Lawrence Abu Hamdan is a “Private Ear.” His interest with sound and its intersection with politics originate from his background as a touring musician and facilitator of DIY music. The artists audio investigations has been used as evidence at the UK Asylum and Immigration Tribunal and as advocacy for organizations such as Amnesty International and Defence for Children International together with fellow researchers from Forensic Architecture.
Abu Hamdan completed his PhD in 2017 from Goldmsiths College University of London and is currently a fellow at the Gray Centre for Arts and Inquiry at the University of Chicago
Abu Hamdan has exhibited his work at the 58th Venice Biennale, the 11th Gwanju Biennale and the 13th and 14th Sharjah Biennial, Witte De With, Rotterdam, Tate Modern Tanks, Chisenhale Gallery, Hammer Museum L.A, Portikus Frankfurt, The Showroom, London and Casco, Utrecht.His works are part of collections at MoMA, Guggenheim, Van AbbeMuseum, Centre Pompidou and Tate Modern.

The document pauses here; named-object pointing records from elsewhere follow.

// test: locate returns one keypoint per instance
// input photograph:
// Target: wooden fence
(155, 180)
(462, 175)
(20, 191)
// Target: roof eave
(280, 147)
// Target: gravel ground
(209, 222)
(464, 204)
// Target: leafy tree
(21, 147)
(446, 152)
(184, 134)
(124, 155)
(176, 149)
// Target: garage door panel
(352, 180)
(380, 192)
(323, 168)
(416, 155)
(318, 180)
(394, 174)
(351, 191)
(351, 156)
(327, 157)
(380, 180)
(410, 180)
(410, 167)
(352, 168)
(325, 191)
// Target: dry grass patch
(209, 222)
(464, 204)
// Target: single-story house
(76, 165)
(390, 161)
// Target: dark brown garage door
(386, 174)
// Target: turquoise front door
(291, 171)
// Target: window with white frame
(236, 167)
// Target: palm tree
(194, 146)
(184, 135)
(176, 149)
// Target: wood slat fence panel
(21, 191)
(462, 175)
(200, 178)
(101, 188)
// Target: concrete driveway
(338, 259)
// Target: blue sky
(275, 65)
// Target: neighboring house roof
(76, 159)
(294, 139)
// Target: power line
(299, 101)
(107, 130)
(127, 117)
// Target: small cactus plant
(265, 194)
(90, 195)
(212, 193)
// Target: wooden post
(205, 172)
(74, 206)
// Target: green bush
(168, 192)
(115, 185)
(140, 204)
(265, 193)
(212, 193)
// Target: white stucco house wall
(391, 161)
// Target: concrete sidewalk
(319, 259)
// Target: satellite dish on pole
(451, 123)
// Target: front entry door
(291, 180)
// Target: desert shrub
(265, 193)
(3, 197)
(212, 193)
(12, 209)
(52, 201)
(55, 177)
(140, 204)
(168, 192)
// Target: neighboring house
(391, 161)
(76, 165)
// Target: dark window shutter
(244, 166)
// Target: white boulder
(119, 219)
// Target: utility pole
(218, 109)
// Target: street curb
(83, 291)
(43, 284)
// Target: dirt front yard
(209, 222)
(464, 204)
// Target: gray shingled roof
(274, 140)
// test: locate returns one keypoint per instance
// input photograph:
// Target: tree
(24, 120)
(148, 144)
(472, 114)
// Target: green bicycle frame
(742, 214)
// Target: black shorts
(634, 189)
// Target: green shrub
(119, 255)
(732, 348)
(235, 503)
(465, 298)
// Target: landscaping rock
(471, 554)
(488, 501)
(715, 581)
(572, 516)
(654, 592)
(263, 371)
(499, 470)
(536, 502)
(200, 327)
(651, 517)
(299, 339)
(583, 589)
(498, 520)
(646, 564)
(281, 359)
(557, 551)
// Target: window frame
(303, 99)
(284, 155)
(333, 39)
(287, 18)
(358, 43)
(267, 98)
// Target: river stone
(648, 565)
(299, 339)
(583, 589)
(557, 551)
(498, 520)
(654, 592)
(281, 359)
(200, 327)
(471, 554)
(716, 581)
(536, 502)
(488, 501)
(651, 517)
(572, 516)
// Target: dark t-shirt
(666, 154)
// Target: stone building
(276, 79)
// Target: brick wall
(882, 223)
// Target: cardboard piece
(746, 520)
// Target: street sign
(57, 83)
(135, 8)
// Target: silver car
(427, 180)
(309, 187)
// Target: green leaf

Abu Hamdan’s work has been awarded the 2019 Edvard Munch Art Award, the 2016 Nam June Paik Award for new media and in 2017 his film Rubber Coated Steel won the Tiger short film award at the Rotterdam International Film festival. For the 2019 Turner Prize Abu Hamdan, together with nominated artists Helen Cammock, Oscar Murillo and Tai Shani, formed a temporary collective in order to be jointly granted the award.
Respondent: ACT Lecturer Lara Baladi is an Egyptian-Lebanese multidisciplinary artist, archivist, and educator whose practice spans photography, video, sculpture, architecture, and multimedia installations. Informed by her critical investigations into historical archives and the study of popular visual culture, her work questions the theoretical divide between fiction and reality and the cycles inherent to history.
Under the umbrella Vox Populi, Baladi has amassed a significant archive of data on the 2011 Egyptian revolution and other global protests that has been the basis for publications, media initiatives and art installations.
In 2008, she won the Grand Nile Award at the Cairo Biennale for her ephemeral construction and sound installation Borg El Amal (Tower of Hope). In 2006 Baladi founded the artist residency Fenenin el Rehal (Nomadic Artists) in Egypt’s White Desert. For more than twenty years, she has been on the board of the Arab Image Foundation in Lebanon and the Townhouse Gallery of Contemporary Art in Egypt.
Baladi received fellowships from the Japan Foundation in 2003 and MIT’s Open Documentary Lab in 2014. Amongst other residencies, she was an artist-in-residence at Art Omi (Ghent, New York, in 2014, and in 2015 at MacDowell, New Hampshire and MIT (Ida Ely Rubin Artist in Residence). Since 2015, she has been a Lecturer in MIT’s Program in Art, Culture, and Technology. In 2020 she joined the Board of Directors of Artists Sanctum, a cultural initiative supporting artists whose work contributes to social change.
The Q+A will be moderated by ACT alumnus Ryan Aasen (SMACT ’20). Ryan Aasen is an artist, photographer, and researcher interested in queer perspectives of privacy. His recent work reevaluates the role of the closet in the contemporary age of mass surveillance. He is a recent graduate of MIT’s Program in Art, Culture and Technology, and his work has been exhibited internationally.
Part of ACT’s Spring 2021 Lecture Series, The Incidence of Fingerprints When Earth Meets the Sky.